Writing Pictures: Contemporary Middle Eastern Art (Part 1)
LONDON -- Whether scribbled in minute scale, expansively painted, crafted out of bent bronze or telling a story in folded artists’ books, text has long remained a major — albeit receding — element of modern and contemporary Middle Eastern art.
Curiously, this feature is having a moment, as it is under the spotlight of two exhibitions, running simultaneously in London at SOAS’s Brunei Gallery, and the British Museum. The shows, each curated by pioneers in the field, span three generations of artists from the Islamic world.
At Brunei Gallery, The Future of Traditions, Writing Pictures: Contemporary Art from the Middle East traces a chronology of the subject — co-curated by SOAS’s own Bob Annibale and Rose Issa, the latter having explored the subject since her work at London’s Kufa Gallery in the 1980s. Meanwhile, at the British Museum, Venetia Porter’s Artists Making Books: Poetry to Politics comprises the artists’ books Porter collected for the museum, which she left after more than 30 years last December.

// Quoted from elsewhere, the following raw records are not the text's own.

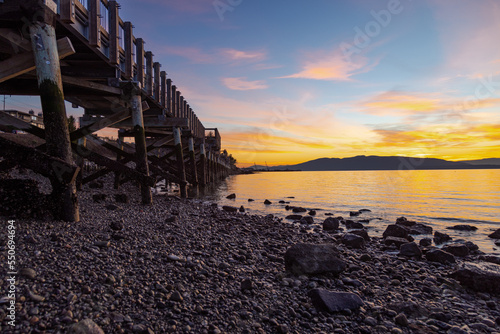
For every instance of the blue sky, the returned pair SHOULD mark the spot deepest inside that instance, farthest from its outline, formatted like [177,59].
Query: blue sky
[290,81]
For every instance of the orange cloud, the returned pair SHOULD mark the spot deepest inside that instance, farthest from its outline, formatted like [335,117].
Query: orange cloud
[333,66]
[242,84]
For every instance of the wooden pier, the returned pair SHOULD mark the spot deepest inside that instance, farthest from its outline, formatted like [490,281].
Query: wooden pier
[81,51]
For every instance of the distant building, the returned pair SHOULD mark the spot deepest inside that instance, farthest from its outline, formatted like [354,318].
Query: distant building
[29,117]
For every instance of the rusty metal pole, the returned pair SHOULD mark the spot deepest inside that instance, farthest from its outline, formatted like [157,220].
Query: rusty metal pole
[44,45]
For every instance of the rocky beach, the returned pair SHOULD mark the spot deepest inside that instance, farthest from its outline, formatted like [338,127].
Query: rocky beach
[188,266]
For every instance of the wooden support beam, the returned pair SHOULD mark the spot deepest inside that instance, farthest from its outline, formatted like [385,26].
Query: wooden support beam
[45,50]
[39,162]
[129,50]
[148,86]
[94,23]
[94,86]
[163,89]
[114,26]
[156,85]
[67,11]
[180,162]
[140,60]
[24,63]
[169,101]
[102,123]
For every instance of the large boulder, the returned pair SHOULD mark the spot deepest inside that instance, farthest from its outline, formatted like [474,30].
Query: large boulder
[334,301]
[420,229]
[86,326]
[440,238]
[353,240]
[410,249]
[495,235]
[394,230]
[440,256]
[331,224]
[457,249]
[313,259]
[482,277]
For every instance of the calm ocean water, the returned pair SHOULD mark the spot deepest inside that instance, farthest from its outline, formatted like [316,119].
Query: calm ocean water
[440,198]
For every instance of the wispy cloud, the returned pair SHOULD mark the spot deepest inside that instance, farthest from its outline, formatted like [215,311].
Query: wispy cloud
[243,84]
[216,56]
[333,66]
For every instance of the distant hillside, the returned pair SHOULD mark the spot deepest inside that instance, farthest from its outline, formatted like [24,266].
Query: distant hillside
[381,163]
[490,161]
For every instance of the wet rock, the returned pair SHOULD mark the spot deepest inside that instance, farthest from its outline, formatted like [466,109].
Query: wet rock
[362,233]
[228,208]
[116,225]
[353,240]
[420,229]
[331,224]
[462,228]
[495,235]
[457,250]
[397,231]
[313,259]
[425,242]
[29,273]
[395,241]
[121,198]
[482,277]
[410,249]
[86,326]
[307,220]
[298,209]
[405,222]
[440,256]
[353,225]
[440,238]
[334,301]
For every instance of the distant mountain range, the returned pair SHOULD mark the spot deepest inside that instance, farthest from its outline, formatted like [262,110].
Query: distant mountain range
[363,162]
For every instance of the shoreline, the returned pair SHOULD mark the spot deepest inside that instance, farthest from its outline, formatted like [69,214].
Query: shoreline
[184,267]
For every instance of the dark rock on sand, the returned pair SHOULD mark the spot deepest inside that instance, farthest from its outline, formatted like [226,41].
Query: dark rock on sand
[459,250]
[228,208]
[495,235]
[440,256]
[334,301]
[361,233]
[313,259]
[440,238]
[482,277]
[353,225]
[425,242]
[462,228]
[353,240]
[331,224]
[394,230]
[86,326]
[420,229]
[395,241]
[410,249]
[405,222]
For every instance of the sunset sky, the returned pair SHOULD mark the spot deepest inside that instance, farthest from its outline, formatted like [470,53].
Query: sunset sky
[290,81]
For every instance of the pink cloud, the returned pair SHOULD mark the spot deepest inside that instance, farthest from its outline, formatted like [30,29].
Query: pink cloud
[243,84]
[333,66]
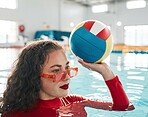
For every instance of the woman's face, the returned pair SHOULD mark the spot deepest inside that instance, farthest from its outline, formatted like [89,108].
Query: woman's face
[56,62]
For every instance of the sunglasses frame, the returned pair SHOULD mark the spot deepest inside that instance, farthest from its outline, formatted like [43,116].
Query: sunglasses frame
[63,74]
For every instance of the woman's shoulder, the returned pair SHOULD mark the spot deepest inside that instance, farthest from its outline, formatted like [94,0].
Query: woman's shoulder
[74,98]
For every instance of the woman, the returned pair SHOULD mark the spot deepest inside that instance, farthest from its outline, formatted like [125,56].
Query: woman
[38,85]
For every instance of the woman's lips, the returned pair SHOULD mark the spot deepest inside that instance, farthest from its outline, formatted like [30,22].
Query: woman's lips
[65,87]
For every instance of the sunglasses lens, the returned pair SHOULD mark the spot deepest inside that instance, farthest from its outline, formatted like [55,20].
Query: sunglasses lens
[60,76]
[73,72]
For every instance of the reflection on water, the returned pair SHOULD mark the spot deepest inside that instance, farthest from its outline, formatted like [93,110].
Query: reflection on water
[131,68]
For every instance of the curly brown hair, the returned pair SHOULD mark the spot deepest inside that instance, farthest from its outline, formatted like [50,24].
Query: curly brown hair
[23,85]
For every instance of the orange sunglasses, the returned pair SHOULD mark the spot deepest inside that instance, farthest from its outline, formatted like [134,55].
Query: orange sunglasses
[61,75]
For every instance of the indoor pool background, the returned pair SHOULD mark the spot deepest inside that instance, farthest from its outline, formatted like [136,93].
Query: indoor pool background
[132,69]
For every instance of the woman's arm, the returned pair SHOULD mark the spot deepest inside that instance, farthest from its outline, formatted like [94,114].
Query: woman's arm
[119,97]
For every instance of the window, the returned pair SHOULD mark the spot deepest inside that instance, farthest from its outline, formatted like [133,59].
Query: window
[136,35]
[10,4]
[8,31]
[99,8]
[136,4]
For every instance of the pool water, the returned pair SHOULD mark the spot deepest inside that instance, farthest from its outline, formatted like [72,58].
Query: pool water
[131,68]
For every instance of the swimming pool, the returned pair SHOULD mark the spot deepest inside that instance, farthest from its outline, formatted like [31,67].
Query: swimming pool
[131,68]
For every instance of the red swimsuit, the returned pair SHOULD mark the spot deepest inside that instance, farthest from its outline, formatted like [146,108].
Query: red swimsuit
[73,106]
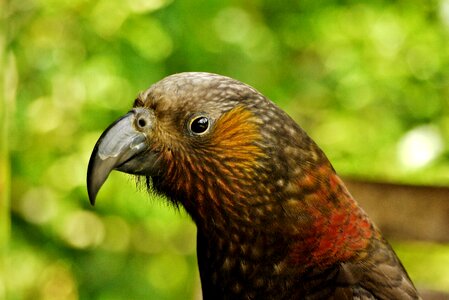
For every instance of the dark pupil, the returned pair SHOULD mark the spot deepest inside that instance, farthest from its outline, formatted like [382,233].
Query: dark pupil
[200,125]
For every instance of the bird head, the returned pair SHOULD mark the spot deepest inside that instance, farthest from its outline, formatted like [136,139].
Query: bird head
[209,142]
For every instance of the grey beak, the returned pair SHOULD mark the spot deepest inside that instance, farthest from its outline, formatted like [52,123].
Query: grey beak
[116,149]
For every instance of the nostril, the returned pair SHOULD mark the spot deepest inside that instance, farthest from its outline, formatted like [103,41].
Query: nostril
[142,122]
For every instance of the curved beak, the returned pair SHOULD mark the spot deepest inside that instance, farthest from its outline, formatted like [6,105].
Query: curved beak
[121,147]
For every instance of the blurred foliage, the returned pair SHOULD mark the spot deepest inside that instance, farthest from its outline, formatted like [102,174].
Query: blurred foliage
[367,79]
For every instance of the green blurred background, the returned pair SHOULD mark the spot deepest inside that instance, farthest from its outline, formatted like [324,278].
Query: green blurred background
[369,81]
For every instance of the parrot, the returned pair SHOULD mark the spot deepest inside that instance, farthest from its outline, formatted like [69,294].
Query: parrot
[273,218]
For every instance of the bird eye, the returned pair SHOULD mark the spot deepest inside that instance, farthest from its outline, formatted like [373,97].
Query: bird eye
[199,125]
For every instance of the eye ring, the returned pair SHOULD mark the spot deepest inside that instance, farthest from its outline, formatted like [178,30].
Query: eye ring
[199,125]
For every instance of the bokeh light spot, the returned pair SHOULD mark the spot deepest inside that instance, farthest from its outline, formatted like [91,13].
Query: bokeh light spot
[83,229]
[420,146]
[167,272]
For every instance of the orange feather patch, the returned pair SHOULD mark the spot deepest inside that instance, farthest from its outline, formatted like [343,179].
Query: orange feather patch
[235,136]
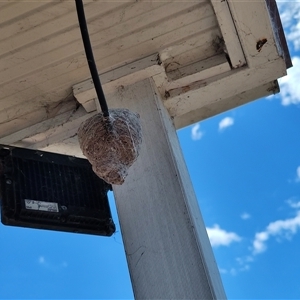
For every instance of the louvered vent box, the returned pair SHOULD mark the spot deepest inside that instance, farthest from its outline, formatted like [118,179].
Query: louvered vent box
[52,191]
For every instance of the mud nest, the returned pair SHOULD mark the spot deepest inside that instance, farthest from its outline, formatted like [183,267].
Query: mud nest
[111,144]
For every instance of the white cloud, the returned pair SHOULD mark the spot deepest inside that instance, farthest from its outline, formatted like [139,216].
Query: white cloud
[226,122]
[293,204]
[290,17]
[221,237]
[245,216]
[279,228]
[289,85]
[298,174]
[196,132]
[42,260]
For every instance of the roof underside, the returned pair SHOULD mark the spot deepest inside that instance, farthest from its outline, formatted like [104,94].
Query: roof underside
[178,44]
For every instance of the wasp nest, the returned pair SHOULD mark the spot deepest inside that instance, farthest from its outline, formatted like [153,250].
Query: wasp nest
[111,144]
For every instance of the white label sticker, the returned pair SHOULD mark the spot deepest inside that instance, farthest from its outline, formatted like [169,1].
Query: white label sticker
[41,205]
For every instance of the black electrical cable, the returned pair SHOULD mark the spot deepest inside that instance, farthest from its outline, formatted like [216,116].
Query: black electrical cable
[90,57]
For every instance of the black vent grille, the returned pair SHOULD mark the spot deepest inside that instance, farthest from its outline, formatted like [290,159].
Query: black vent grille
[52,191]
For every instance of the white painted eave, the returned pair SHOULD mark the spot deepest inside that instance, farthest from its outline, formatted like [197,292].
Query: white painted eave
[244,64]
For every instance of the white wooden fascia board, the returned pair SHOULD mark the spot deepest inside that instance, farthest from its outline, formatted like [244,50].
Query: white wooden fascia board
[223,105]
[56,134]
[255,31]
[148,67]
[125,75]
[182,100]
[229,34]
[197,71]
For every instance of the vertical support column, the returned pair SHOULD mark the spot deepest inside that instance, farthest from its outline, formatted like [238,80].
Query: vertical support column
[167,248]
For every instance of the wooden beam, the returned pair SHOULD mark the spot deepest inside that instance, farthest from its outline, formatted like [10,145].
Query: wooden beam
[184,100]
[255,31]
[232,45]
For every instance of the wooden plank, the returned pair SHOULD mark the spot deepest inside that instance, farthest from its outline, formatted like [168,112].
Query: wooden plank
[28,114]
[78,68]
[220,87]
[229,34]
[144,68]
[255,31]
[212,109]
[197,71]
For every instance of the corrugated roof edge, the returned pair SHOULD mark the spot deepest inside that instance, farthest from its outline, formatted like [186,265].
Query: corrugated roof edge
[279,32]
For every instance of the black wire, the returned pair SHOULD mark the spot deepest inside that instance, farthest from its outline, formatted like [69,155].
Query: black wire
[90,57]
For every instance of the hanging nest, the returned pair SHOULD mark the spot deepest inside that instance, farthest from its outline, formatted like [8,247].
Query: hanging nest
[111,144]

“Lettering was the aesthetic of the Iranians and the Arabs in the late 1950s and ‘60s that changed the direction and the trajectory of the art scene,” says Issa, who co-authored a book on calligraphy titled Signs of Our Times: From Calligraphy to Calligraffiti in 2016.

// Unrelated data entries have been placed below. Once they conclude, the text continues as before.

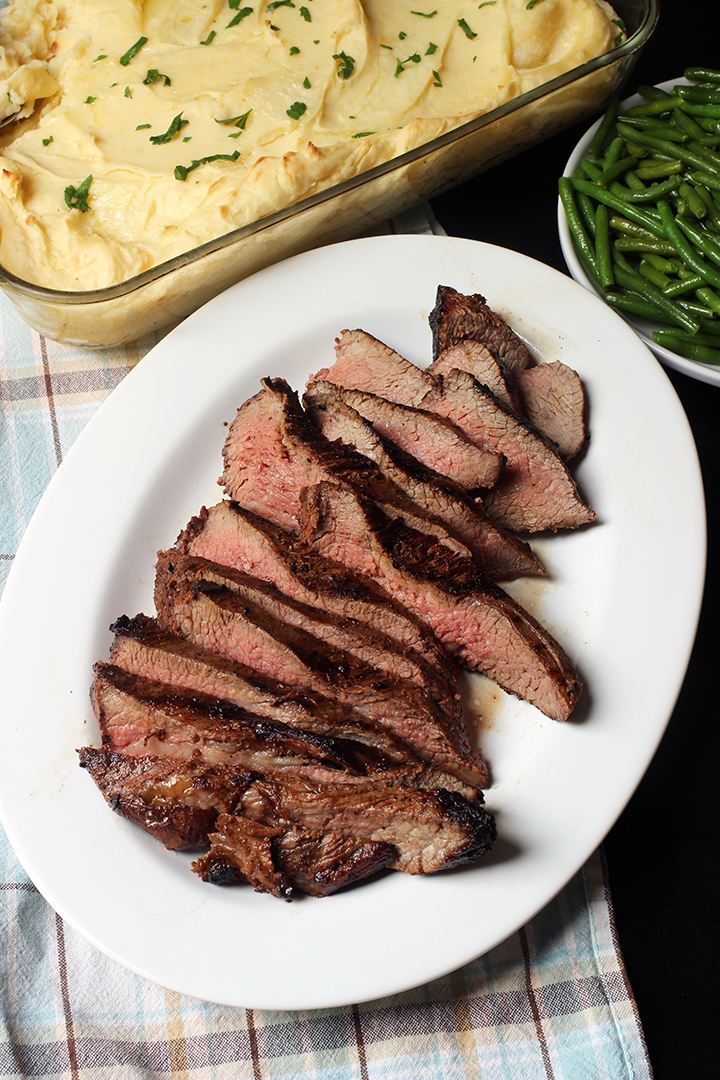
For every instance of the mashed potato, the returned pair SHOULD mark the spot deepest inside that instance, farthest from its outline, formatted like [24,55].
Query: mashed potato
[145,129]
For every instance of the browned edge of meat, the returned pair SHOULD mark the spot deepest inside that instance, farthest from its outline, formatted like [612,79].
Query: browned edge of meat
[232,536]
[479,623]
[145,648]
[456,316]
[500,554]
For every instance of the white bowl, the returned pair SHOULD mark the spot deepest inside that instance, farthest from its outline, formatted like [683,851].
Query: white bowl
[706,373]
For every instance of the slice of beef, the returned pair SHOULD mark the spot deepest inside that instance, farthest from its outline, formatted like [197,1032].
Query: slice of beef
[429,831]
[274,421]
[244,849]
[469,355]
[215,619]
[549,396]
[479,623]
[456,316]
[553,400]
[275,860]
[232,536]
[494,550]
[139,716]
[177,802]
[144,648]
[534,491]
[430,439]
[176,571]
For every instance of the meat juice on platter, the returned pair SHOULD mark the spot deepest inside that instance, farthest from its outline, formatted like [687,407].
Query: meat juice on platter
[294,709]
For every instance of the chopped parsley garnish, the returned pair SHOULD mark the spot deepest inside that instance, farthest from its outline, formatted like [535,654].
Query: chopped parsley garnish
[238,121]
[77,198]
[243,13]
[177,124]
[133,51]
[152,77]
[345,65]
[180,172]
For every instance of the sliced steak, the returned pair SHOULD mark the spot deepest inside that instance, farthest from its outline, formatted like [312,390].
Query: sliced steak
[430,439]
[494,550]
[479,623]
[274,422]
[175,801]
[215,619]
[534,491]
[456,316]
[139,716]
[553,400]
[473,356]
[144,648]
[277,859]
[235,537]
[176,571]
[429,831]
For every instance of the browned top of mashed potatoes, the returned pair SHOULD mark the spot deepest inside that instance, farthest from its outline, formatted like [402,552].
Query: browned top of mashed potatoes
[195,117]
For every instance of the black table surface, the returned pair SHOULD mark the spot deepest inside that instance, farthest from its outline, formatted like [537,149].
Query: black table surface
[663,851]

“After I published Signs of Our Times, I thought everybody would jump to do an exhibition, to remind themselves what an important aesthetic lettering was for the region, for Iranians, Arabs and many other cultures. It’s not just calligraphy. In this show out of 38 artists, only four of them are calligraphers. The rest of them are people who love the morphology of the letter, the shape of it, the aesthetic of it.”
A vast show spread across the Brunei Gallery’s three floors, the exhibition begins with early experiments with Arabic and Persian lettering in the 1950s, by artists such as Nja Mahdaoui from Tunisia, Muhammad Ehsai from Iran, and Maliheh Afnan, from Palestine and Iran. From their explorations on canvas, one can watch the subject unfurl, turned into graphic lettering by Mouneer al-Shaarani, artists’ books by Etel Adnan and even stone sculptures by the Kurdish artist Walid Siti.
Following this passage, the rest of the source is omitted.